What is the Point of Being a Christian?

I just finished reading a book by Timothy Radcliffe, OP, with that provocative title.   At one level, it is possible to answer the question by saying that there doesn’t have to be a point to being Christian.  If one believes in the truth of Christianity, one is a Christian simply because there is no other way to be.  There doesn’t have to be any other reason.  As Radcliffe notes in his Introduction, “If Christianity is true, then it does not have a point other than to point to God who is the point of everything…The point of any religion is to point to God who is the point of everything.”

At another level, however, the question asks something that is very important.  Radcliffe observes, “These truths to which we adhere must have some consequences in one’s life…If the truths of Christian teaching do not have any effects on one’s life, any fruit, then what sort of truths would they be?  If God is the point of everything, then being religious, being pointed toward God as one’s ultimate goal, must show itself somehow in one’s life.”

So to ask: what is the point of being a Christian really asks (to put it in personal terms): what difference does your being a Christian make in your life and the life of the world?  And that is a question that each Christian needs to answer.

There are many ways one could answer that question.  For Radcliffe, a significant part of the answer has to do with hope.  What Christians have to offer the world, Radcliffe believes, is hope, “hope stripped of its secular crutches, new and fresh and desirable.”  We Christians may not have quick answers to some of the world’s most difficult problems, but we have a story of the future, a future of the triumph of good over evil, of the coming of the Kingdom and the end of death and suffering.  As Radcliffe notes, “If we are able to find ways to live and share our Christian hope, then we shall offer something for which the world is thirsting.”
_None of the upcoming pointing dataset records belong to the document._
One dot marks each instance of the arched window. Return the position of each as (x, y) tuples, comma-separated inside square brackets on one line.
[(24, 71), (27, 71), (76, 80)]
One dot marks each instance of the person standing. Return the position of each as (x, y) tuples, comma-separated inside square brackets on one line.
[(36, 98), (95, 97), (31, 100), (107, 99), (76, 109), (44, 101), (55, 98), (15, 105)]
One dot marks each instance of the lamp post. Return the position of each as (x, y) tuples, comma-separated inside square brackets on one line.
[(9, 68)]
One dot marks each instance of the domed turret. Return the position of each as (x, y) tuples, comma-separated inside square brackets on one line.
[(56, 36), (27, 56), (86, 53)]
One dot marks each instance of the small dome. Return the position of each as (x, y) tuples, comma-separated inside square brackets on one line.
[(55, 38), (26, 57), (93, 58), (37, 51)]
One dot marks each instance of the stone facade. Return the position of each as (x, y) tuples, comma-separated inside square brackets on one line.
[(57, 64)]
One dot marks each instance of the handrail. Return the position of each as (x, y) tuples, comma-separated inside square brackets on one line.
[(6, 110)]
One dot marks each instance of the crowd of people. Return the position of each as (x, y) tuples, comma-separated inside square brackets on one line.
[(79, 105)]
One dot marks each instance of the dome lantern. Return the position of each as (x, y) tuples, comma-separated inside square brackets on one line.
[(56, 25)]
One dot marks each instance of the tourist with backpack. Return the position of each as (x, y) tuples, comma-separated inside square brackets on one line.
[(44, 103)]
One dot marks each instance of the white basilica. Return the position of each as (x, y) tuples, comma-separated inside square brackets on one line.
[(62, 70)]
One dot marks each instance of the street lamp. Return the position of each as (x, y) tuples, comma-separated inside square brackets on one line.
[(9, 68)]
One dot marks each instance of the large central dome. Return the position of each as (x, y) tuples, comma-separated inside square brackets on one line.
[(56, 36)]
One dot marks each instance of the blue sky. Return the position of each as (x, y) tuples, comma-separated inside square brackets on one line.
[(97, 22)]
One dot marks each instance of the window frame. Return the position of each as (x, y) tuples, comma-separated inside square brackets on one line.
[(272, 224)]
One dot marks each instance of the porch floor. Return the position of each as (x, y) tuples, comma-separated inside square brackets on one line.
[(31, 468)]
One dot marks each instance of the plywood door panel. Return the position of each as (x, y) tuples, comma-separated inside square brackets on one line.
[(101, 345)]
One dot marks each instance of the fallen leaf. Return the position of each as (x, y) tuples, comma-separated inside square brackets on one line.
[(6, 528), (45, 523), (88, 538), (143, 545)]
2 thoughts on “What is the Point of Being a Christian?

  1. I’ve often asked myself the same question… why? and then I come to somewhat the same conclusion: I believe, and I have no other choice. But, still, why? What does it do for me and the world? Accepting God’s love (especially in the form of the Risen Christ) sets me free to be what I am meant to be. It gives me a way to get beyond myself and share in the creation of the world around us. And, I believe, to help to leave the place and people in it, better than I found it/them.

  2. I think that what we have to offer is a very unique kind of love — a love that does not come from us, but which we participate in because we are chosen by God through Jesus Christ. As St. John writes, “We love, because He first loved us.” 1 John 4:19 (RSV). God loves us, and because of that we can share that love with others.

    Our hope — the grand and wonderful hope we have in the resurrection — is powerful precisely because of God’s love. So is our faith. So, at the end of the day, God’s love is at the center of everything.

    So, I think that the point of being a Christian is to receive God’s love through Jesus Christ and to share the fruit of that love with others. And that means having faith in God, having hope for the future through Jesus Christ, and sharing the love that God has shown to us with others.

    “So, faith, hope, love abide, these three; but the greatest of these is love.” St. Paul, 1 Cor. 13:13 (RSV).